Читаем Sept jours pour une éternité… полностью

Le patron du Fisher's Deli avait tiré Lucas de sa rêverie.

– Pardon?

– Il y a du verre sous vos doigts, vous allez vous couper.

– Ne vous faites pas de souci pour moi. Qui était-ce?

– Une jolie femme, ce qui est assez rare par ici!

– Oui, c'est pour ça que j'aime bien le quartier! coupa Lucas aussi sec. Vous n'avez pas répondu à ma question.

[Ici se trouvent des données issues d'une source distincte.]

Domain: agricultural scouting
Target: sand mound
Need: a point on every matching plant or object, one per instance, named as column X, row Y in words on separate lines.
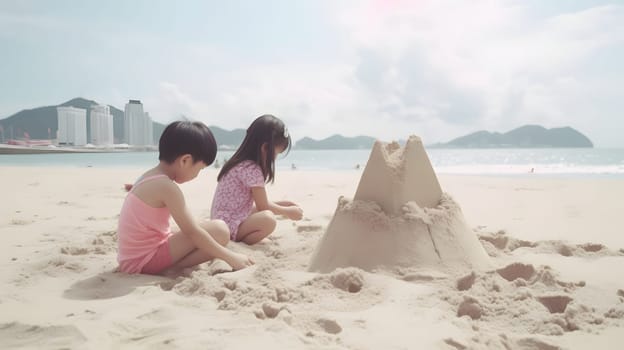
column 399, row 217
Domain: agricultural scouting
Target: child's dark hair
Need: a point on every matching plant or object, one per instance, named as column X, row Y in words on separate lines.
column 268, row 130
column 185, row 137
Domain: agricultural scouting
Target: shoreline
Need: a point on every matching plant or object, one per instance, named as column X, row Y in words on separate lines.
column 59, row 251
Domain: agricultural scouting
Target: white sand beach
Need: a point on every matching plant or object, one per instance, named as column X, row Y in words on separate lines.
column 556, row 246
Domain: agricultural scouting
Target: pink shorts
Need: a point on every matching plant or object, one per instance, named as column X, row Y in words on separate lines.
column 160, row 261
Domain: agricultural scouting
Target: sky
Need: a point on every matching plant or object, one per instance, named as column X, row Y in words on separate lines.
column 388, row 69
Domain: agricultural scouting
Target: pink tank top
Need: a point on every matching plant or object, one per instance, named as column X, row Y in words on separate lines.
column 142, row 229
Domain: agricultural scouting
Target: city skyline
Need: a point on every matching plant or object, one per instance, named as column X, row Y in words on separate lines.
column 381, row 68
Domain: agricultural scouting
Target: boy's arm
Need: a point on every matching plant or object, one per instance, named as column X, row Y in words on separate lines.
column 174, row 200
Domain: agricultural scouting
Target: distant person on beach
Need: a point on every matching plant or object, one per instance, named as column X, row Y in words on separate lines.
column 240, row 198
column 146, row 243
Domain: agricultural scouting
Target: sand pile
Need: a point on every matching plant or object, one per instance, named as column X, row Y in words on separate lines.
column 399, row 217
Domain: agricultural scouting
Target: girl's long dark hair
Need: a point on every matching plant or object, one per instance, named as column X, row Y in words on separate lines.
column 268, row 130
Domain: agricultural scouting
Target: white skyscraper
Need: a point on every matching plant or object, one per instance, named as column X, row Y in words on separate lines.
column 149, row 130
column 137, row 125
column 72, row 126
column 101, row 125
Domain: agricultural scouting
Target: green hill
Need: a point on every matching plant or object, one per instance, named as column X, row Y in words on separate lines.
column 528, row 136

– C'est ma barmaid qui vous intéresse? Désolé, mais je ne donne pas d'information sur mon personnel, vous n'avez qu'à revenir et lui demander vous-même, elle reprend demain à dix heures.

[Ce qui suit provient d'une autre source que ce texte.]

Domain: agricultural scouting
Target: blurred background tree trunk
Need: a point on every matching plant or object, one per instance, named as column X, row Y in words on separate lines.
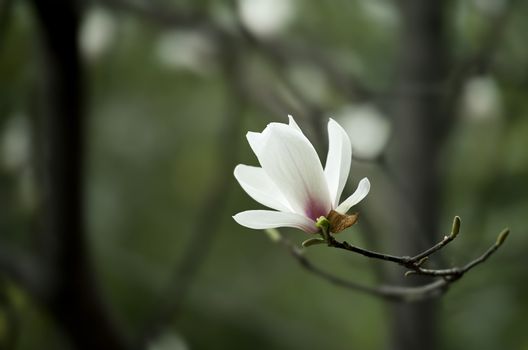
column 73, row 297
column 412, row 158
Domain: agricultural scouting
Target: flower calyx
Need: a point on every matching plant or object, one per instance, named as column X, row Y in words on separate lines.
column 338, row 222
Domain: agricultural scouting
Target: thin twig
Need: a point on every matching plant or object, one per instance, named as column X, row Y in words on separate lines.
column 389, row 292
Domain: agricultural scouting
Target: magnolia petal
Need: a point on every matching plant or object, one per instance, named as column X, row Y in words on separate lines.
column 263, row 219
column 258, row 185
column 356, row 197
column 255, row 141
column 293, row 124
column 292, row 164
column 338, row 161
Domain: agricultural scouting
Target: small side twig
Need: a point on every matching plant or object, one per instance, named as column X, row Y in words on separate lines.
column 393, row 293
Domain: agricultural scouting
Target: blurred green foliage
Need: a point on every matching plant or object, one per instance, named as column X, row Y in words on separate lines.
column 156, row 134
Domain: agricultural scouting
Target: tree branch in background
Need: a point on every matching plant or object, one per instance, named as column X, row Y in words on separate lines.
column 73, row 299
column 210, row 214
column 394, row 293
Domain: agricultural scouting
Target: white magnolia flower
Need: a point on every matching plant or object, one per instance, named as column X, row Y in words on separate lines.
column 292, row 180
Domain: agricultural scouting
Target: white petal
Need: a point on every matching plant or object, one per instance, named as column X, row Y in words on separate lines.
column 263, row 219
column 293, row 124
column 356, row 197
column 338, row 160
column 255, row 141
column 292, row 164
column 258, row 185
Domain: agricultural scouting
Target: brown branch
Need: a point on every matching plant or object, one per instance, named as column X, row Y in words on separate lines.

Lucas plaqua sa main sur le comptoir en zinc. Les morceaux de verre explosèrent en mille éclats. Le propriétaire de l'établissement recula d'un pas.

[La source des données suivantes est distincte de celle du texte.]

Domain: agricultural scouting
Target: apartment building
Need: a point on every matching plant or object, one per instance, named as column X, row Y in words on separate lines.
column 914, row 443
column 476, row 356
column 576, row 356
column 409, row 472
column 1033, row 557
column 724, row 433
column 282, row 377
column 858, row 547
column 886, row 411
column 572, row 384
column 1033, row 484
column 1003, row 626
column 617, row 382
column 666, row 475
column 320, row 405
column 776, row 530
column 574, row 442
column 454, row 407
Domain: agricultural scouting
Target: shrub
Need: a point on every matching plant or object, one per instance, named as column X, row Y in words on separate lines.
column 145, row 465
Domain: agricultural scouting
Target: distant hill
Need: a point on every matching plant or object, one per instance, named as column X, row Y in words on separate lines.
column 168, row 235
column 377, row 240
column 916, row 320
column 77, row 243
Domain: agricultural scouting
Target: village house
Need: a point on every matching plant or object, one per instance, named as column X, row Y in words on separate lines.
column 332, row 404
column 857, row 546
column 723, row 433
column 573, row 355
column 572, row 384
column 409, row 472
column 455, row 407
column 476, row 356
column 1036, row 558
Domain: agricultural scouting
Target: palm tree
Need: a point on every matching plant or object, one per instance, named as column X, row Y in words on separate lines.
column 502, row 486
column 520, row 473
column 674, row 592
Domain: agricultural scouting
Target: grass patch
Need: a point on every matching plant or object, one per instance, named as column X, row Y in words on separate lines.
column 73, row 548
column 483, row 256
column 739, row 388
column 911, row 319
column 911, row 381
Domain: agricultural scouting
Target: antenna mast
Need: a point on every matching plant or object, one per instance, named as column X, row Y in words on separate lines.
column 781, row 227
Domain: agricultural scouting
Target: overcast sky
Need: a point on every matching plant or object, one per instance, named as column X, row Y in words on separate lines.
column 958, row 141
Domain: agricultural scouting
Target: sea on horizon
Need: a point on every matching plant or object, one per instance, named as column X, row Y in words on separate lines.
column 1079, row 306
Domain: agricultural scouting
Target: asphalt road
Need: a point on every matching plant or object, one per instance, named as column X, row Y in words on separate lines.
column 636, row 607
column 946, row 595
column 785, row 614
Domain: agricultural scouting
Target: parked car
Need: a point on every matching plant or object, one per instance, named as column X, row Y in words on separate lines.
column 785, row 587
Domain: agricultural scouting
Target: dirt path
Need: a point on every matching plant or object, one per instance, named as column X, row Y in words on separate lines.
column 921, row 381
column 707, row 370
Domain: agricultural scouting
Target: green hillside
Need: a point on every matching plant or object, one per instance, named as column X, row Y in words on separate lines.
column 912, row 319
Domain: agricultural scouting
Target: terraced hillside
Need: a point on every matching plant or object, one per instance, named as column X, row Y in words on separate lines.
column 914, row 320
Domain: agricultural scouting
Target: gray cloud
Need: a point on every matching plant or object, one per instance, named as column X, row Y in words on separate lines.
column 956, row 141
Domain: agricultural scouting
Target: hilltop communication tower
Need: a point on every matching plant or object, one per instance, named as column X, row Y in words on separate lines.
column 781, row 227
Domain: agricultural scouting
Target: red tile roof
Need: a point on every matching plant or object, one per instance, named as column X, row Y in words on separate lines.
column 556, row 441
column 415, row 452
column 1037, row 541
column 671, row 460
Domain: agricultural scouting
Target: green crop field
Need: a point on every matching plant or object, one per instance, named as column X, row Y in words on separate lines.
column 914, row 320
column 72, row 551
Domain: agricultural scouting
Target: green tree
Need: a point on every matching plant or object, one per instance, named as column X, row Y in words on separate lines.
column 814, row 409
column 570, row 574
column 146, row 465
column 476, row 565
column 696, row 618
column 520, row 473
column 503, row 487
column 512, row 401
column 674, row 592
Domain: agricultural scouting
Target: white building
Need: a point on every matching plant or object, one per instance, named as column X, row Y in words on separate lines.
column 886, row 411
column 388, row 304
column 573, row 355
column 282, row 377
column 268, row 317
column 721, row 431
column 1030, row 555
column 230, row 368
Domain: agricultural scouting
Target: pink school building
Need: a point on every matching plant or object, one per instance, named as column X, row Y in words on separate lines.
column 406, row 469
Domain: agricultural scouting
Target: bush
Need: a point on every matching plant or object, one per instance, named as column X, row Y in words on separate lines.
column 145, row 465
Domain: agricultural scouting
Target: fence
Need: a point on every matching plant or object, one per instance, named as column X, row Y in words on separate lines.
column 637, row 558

– Je me fous complètement de votre serveuse! Connaissez-vous la jeune femme qui est partie avec elle? reprit Lucas.

– C'est une de ses amies, elle travaille à la sécurité du port, c'est tout ce que je peux vous dire.

D'un geste vif, Lucas s'empara du torchon fiché dans la ceinture du patron. Il épousseta sa paume qui étrangement n'avait pas la moindre égratignure. Puis il lança le morceau de chiffon dans la poubelle placée derrière le comptoir.

Le patron du Fisher's Deli fronça les sourcils.

– T'inquiète pas, mon vieux, dit Lucas en regardant sa main intacte. C'est comme pour marcher sur les braises, il y a un truc, il y a toujours un truc!

Puis il se dirigea vers la sortie. Sur le perron de l'établissement, il ôta un minuscule éclat qui s'était fiché entre son index et son majeur.

Il avança vers le cabriolet, se pencha par-dessus la portière et en desserra le frein à main. La voiture qu'il avait volée glissa lentement vers la bordure du quai et bascula. Dès que la calandre pénétra dans les flots, le visage de Lucas s'éclaira d'un sourire, aussi intense que celui d'un enfant.

Pour lui, le moment où l'eau envahissait l'habitacle en entrant par la vitre (qu'il prenait toujours soin de laisser entrouverte) était un moment de pure joie. Mais ce qu'il préférait le plus, c'étaient les grosses bulles qui s'évadaient du pot d'échappement – juste avant que la combustion ne s'étouffe. Quand elles éclataient à la surface, leurs «blobblob» étaient irrésistibles.

Lorsque la foule se massa pour voir les feux arrière de la Camaro disparaître dans les eaux troubles du port, Lucas marchait déjà loin dans l'allée, mains dans les poches.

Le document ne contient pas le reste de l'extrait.